Why bring this up now? It’s because Christmas is supposed to be a day to set aside differences, rather than launch an effort that will likely infuriate tens of millions of honest citizens who have harmed nobody. Christmas also happens to be a birthday for many people on both sides of the Second Amendment debate, as it most certainly was for people on both sides of the line during the Great War a century ago, sharing the most important birthday of all.
On a personal note, back in early November, this columnist was on an all-too-short Wyoming deer hunt with veteran outdoorsman Jim Zumbo. While chatting, he observed that every morning “you’re immediately at war with somebody.” Two days later, after I had departed with a nasty flu bug, Zumbo suffered what he described as “a massive heart attack.” Ten days ago, he underwent triple bypass surgery and is now at home recovering, and this correspondent is going to get a flu shot next fall.

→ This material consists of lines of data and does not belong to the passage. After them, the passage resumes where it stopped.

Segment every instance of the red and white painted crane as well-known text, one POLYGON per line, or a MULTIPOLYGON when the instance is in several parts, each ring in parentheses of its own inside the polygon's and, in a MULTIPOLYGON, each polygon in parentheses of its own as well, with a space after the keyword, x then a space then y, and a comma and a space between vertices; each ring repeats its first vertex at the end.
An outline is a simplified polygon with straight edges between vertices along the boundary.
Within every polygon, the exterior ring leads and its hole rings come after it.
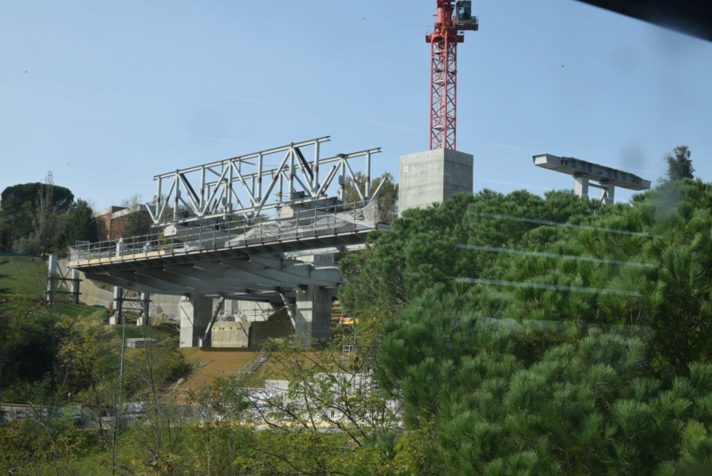
POLYGON ((430 149, 455 150, 457 44, 465 41, 465 30, 476 30, 479 25, 471 1, 437 2, 435 28, 425 36, 431 44, 430 149))

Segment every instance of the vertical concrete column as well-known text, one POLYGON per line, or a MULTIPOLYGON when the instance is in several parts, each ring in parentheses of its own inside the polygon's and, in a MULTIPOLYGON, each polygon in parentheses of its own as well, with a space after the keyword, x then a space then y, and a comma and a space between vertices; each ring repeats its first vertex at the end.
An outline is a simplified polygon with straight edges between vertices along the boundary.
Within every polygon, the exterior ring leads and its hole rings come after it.
POLYGON ((190 294, 181 299, 181 347, 197 347, 213 312, 213 298, 190 294))
POLYGON ((54 276, 57 274, 58 270, 57 255, 50 254, 47 258, 47 290, 44 293, 44 298, 49 303, 54 303, 54 276))
POLYGON ((79 303, 79 271, 77 270, 69 270, 69 293, 71 293, 72 304, 79 303))
POLYGON ((296 291, 295 343, 308 343, 310 338, 331 335, 331 293, 319 286, 306 286, 296 291))
POLYGON ((578 197, 588 198, 588 177, 574 175, 573 192, 578 197))
POLYGON ((119 324, 123 324, 122 319, 122 308, 124 307, 124 289, 118 287, 117 286, 114 286, 114 314, 109 318, 109 326, 118 326, 119 324))
POLYGON ((613 205, 616 186, 610 182, 601 182, 601 201, 604 205, 613 205))
POLYGON ((141 316, 136 319, 136 326, 148 326, 150 322, 149 320, 149 306, 150 305, 150 293, 141 293, 139 294, 141 303, 141 316))

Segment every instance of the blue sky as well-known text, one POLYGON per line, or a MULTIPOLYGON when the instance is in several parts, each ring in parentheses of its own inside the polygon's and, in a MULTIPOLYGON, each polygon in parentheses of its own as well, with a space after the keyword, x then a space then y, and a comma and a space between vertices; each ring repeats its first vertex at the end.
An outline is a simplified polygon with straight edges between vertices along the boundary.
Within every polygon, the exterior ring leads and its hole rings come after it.
MULTIPOLYGON (((153 175, 330 135, 428 148, 434 0, 6 0, 0 16, 0 190, 42 182, 103 208, 153 175)), ((689 145, 712 181, 712 44, 573 0, 473 2, 458 49, 457 149, 474 189, 572 187, 547 152, 653 182, 689 145)), ((618 201, 630 193, 617 190, 618 201)))

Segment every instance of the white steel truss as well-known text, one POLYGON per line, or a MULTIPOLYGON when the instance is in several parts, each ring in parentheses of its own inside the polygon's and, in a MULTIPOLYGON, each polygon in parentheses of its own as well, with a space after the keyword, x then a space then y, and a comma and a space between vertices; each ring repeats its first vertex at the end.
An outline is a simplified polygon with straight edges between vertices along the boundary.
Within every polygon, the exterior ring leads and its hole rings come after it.
POLYGON ((378 193, 371 190, 371 156, 381 149, 322 158, 320 145, 328 141, 327 136, 292 142, 156 175, 158 192, 148 204, 149 214, 154 224, 168 225, 236 215, 251 222, 263 212, 283 206, 334 209, 344 202, 346 181, 368 205, 378 193), (349 164, 359 157, 366 162, 362 184, 349 164), (276 167, 270 165, 274 163, 276 167))

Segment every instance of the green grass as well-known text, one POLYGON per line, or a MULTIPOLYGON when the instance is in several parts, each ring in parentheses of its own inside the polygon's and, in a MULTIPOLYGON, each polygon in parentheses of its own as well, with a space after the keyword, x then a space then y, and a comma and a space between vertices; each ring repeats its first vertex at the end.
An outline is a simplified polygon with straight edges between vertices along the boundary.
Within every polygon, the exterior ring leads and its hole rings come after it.
POLYGON ((0 294, 40 297, 47 280, 47 263, 40 258, 0 257, 0 294))

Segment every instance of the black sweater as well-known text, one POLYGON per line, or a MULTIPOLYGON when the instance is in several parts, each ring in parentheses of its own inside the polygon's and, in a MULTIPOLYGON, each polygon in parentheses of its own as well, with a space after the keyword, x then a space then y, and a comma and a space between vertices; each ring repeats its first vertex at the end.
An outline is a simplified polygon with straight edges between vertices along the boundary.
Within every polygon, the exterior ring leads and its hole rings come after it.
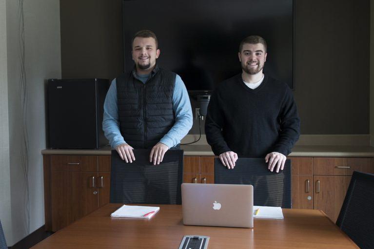
POLYGON ((208 106, 205 134, 216 155, 233 151, 239 157, 264 157, 291 153, 300 134, 300 119, 288 86, 265 75, 251 89, 241 74, 218 84, 208 106))

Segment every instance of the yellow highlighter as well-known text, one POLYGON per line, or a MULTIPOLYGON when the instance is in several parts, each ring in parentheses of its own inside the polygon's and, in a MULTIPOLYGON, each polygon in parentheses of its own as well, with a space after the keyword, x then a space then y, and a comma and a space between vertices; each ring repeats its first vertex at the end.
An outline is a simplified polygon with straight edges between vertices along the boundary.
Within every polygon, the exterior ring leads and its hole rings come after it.
POLYGON ((256 210, 256 211, 255 212, 255 215, 257 215, 258 214, 258 212, 260 211, 260 209, 257 209, 257 210, 256 210))

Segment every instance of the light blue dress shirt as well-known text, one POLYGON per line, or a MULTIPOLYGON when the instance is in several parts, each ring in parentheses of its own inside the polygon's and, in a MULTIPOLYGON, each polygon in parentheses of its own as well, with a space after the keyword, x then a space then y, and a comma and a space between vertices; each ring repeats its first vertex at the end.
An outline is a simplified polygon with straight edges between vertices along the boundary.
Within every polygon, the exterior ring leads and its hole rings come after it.
MULTIPOLYGON (((134 76, 145 84, 149 75, 134 74, 134 76)), ((169 148, 180 143, 180 140, 192 127, 193 123, 192 110, 188 93, 184 83, 178 75, 176 77, 173 95, 173 110, 175 113, 176 122, 169 132, 160 140, 160 142, 169 148)), ((115 149, 118 145, 126 143, 119 131, 116 79, 112 81, 104 102, 102 129, 112 148, 115 149)), ((129 145, 131 146, 131 144, 129 145)))

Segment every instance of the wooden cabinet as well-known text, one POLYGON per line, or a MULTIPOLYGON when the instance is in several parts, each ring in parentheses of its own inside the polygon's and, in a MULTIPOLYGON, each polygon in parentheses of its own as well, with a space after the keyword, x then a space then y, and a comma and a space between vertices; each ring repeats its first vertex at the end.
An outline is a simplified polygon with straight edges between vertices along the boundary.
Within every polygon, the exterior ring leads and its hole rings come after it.
MULTIPOLYGON (((214 183, 215 156, 183 157, 183 182, 214 183)), ((57 231, 109 202, 110 155, 44 155, 45 226, 57 231)), ((334 222, 354 171, 372 158, 291 157, 293 208, 323 211, 334 222)))
POLYGON ((214 183, 214 156, 183 156, 183 182, 214 183))
POLYGON ((62 228, 109 202, 110 155, 44 155, 46 230, 62 228))
POLYGON ((354 171, 374 172, 372 158, 290 157, 292 207, 322 210, 335 222, 354 171))
POLYGON ((291 160, 292 207, 313 209, 313 158, 288 159, 291 160))
POLYGON ((354 171, 374 172, 373 158, 315 157, 315 209, 323 211, 335 222, 354 171))

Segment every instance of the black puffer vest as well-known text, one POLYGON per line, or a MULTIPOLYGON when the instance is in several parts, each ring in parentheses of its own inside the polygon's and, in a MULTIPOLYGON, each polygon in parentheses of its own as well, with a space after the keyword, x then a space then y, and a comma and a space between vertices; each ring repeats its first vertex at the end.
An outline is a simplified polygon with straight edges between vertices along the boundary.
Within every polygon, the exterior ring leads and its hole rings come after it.
POLYGON ((116 79, 119 130, 134 149, 148 149, 159 142, 175 122, 173 94, 176 75, 157 66, 145 84, 135 71, 116 79))

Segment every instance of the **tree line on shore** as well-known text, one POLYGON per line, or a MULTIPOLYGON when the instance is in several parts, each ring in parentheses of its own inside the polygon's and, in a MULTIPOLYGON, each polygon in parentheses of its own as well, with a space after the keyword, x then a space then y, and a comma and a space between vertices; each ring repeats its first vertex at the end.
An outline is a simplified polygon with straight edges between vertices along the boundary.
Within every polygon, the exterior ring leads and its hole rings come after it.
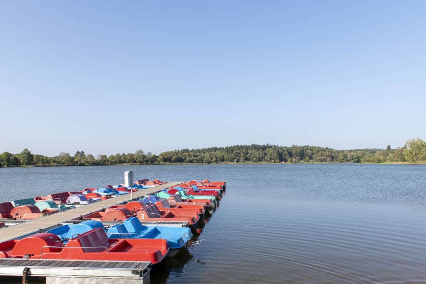
POLYGON ((266 144, 235 145, 225 147, 164 152, 158 156, 141 150, 134 153, 111 155, 99 154, 96 157, 78 151, 74 156, 61 152, 49 157, 35 154, 28 148, 20 153, 3 152, 0 154, 0 166, 19 165, 96 165, 132 163, 139 165, 169 163, 214 164, 223 162, 394 162, 426 161, 426 142, 419 138, 408 140, 403 147, 386 150, 362 149, 337 150, 313 146, 283 147, 266 144))

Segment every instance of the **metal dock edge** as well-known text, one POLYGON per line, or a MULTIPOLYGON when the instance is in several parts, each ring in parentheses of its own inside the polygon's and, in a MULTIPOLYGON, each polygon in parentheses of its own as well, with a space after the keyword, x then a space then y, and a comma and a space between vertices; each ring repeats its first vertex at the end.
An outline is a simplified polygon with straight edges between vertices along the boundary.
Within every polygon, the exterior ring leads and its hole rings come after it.
POLYGON ((0 259, 0 275, 46 277, 46 283, 147 284, 151 263, 58 259, 0 259))

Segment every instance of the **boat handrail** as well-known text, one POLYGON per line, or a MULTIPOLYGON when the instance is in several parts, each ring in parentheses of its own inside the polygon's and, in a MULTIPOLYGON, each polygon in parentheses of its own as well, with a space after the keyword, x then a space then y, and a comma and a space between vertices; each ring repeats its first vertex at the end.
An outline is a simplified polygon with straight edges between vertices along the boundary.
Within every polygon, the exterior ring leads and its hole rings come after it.
POLYGON ((139 234, 136 234, 136 233, 108 233, 106 232, 105 234, 106 235, 126 235, 126 238, 127 238, 127 235, 136 235, 139 237, 139 234))
POLYGON ((62 249, 90 249, 103 248, 106 250, 106 252, 108 252, 108 248, 104 246, 42 246, 41 249, 40 249, 40 258, 41 258, 41 252, 43 250, 43 249, 45 247, 60 248, 62 249))

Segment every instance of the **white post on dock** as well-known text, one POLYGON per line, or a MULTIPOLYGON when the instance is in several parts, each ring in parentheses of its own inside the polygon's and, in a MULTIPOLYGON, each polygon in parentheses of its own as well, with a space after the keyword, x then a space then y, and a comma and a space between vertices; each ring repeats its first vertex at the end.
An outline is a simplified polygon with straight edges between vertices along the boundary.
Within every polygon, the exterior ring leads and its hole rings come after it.
POLYGON ((133 172, 131 171, 124 172, 124 186, 130 188, 130 198, 133 200, 133 172))

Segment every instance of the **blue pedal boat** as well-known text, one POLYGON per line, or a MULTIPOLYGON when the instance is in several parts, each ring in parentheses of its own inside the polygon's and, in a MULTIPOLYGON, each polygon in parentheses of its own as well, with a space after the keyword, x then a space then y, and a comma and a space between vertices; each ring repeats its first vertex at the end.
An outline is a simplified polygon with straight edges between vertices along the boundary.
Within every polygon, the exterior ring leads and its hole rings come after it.
POLYGON ((107 195, 108 194, 121 195, 121 194, 129 194, 127 191, 119 191, 116 189, 111 189, 109 187, 101 187, 93 191, 93 192, 98 192, 101 195, 107 195))
POLYGON ((144 238, 165 239, 170 250, 166 257, 173 257, 187 243, 190 246, 193 237, 189 228, 175 227, 155 227, 143 226, 136 217, 131 217, 123 224, 116 224, 112 226, 104 226, 98 221, 87 220, 75 225, 67 224, 55 228, 47 231, 57 235, 64 240, 66 243, 68 238, 74 238, 97 228, 101 228, 105 231, 108 238, 113 239, 144 238))

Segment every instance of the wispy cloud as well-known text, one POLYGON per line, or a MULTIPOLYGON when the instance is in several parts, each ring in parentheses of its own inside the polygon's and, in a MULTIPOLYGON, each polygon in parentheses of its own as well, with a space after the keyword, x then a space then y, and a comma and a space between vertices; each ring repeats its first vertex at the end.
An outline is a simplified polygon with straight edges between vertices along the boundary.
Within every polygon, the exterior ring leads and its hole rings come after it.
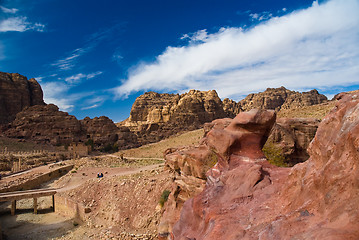
POLYGON ((271 12, 261 12, 261 13, 251 13, 249 16, 252 18, 252 21, 263 21, 273 17, 271 12))
POLYGON ((121 28, 121 24, 115 24, 112 27, 99 30, 91 35, 89 35, 81 48, 77 48, 67 54, 64 58, 61 58, 55 61, 52 66, 59 68, 60 70, 72 70, 78 63, 80 57, 86 53, 92 51, 95 47, 98 46, 102 41, 111 38, 112 34, 121 28))
POLYGON ((85 54, 89 48, 77 48, 73 50, 68 57, 57 60, 52 66, 58 67, 61 70, 70 70, 75 66, 77 59, 85 54))
POLYGON ((314 2, 250 29, 223 28, 204 42, 168 47, 156 61, 130 71, 117 96, 195 88, 236 99, 282 85, 304 90, 357 84, 358 12, 357 0, 314 2))
POLYGON ((94 78, 101 74, 102 74, 101 71, 97 71, 97 72, 93 72, 93 73, 89 73, 89 74, 78 73, 78 74, 75 74, 75 75, 65 78, 65 81, 69 84, 78 84, 78 83, 82 82, 83 80, 91 79, 91 78, 94 78))
POLYGON ((81 110, 88 110, 102 106, 106 101, 107 96, 97 96, 95 98, 88 99, 85 101, 85 107, 82 107, 81 110))
POLYGON ((31 23, 26 17, 11 17, 0 21, 0 32, 25 32, 28 30, 42 32, 45 25, 31 23))
POLYGON ((0 9, 4 13, 16 13, 17 11, 19 11, 19 9, 16 9, 16 8, 6 8, 6 7, 3 7, 3 6, 0 6, 0 9))
POLYGON ((205 42, 208 39, 207 29, 202 29, 194 33, 184 34, 182 40, 189 40, 189 42, 205 42))

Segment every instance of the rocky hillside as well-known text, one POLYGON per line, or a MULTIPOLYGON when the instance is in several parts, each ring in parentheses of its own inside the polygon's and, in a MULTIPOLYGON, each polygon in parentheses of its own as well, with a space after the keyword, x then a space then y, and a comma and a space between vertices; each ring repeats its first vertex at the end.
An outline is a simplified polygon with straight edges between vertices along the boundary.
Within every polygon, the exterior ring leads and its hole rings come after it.
POLYGON ((275 123, 268 110, 240 113, 199 147, 169 152, 166 164, 177 175, 161 239, 358 239, 359 98, 338 99, 319 124, 309 160, 293 168, 263 158, 275 123))
POLYGON ((323 94, 319 94, 315 89, 300 93, 288 90, 285 87, 280 87, 267 88, 267 90, 260 93, 251 93, 238 103, 229 99, 225 99, 223 103, 227 115, 235 117, 239 112, 249 111, 254 108, 279 111, 312 106, 327 101, 327 97, 323 94))
POLYGON ((29 106, 45 105, 39 83, 18 73, 0 72, 0 124, 15 119, 18 112, 29 106))
POLYGON ((54 104, 24 109, 3 128, 3 133, 10 138, 52 145, 84 142, 95 149, 107 147, 108 150, 116 146, 120 149, 137 146, 136 136, 126 127, 117 128, 109 118, 87 117, 79 121, 75 116, 59 111, 54 104))
POLYGON ((130 117, 120 126, 129 127, 140 143, 146 144, 225 116, 214 90, 191 90, 181 95, 147 92, 136 99, 130 117))
POLYGON ((253 108, 279 111, 326 101, 327 98, 316 90, 299 93, 284 87, 250 94, 240 102, 230 99, 222 102, 215 90, 191 90, 181 95, 147 92, 136 99, 130 117, 119 125, 129 127, 141 144, 147 144, 200 128, 214 119, 233 118, 239 112, 253 108))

Back on the battlefield of 1914, British and German troops in some spots along the front line somehow managed to set aside their differences for a little while. The Sainsbury’s ad from last year, marking the centennial observance of that Christmas miracle, reminds us all that sometimes enemies can call a truce rather than spend one more day trying to rub the other side’s nose in it.
In an ideal world, all rights, including those secured by the Second Amendment, would be sacrosanct, and wars would be fought only with soccer balls and chocolate bars (watch the Sainsbury’s video). Have a Merry Christmas, and thanks for reading.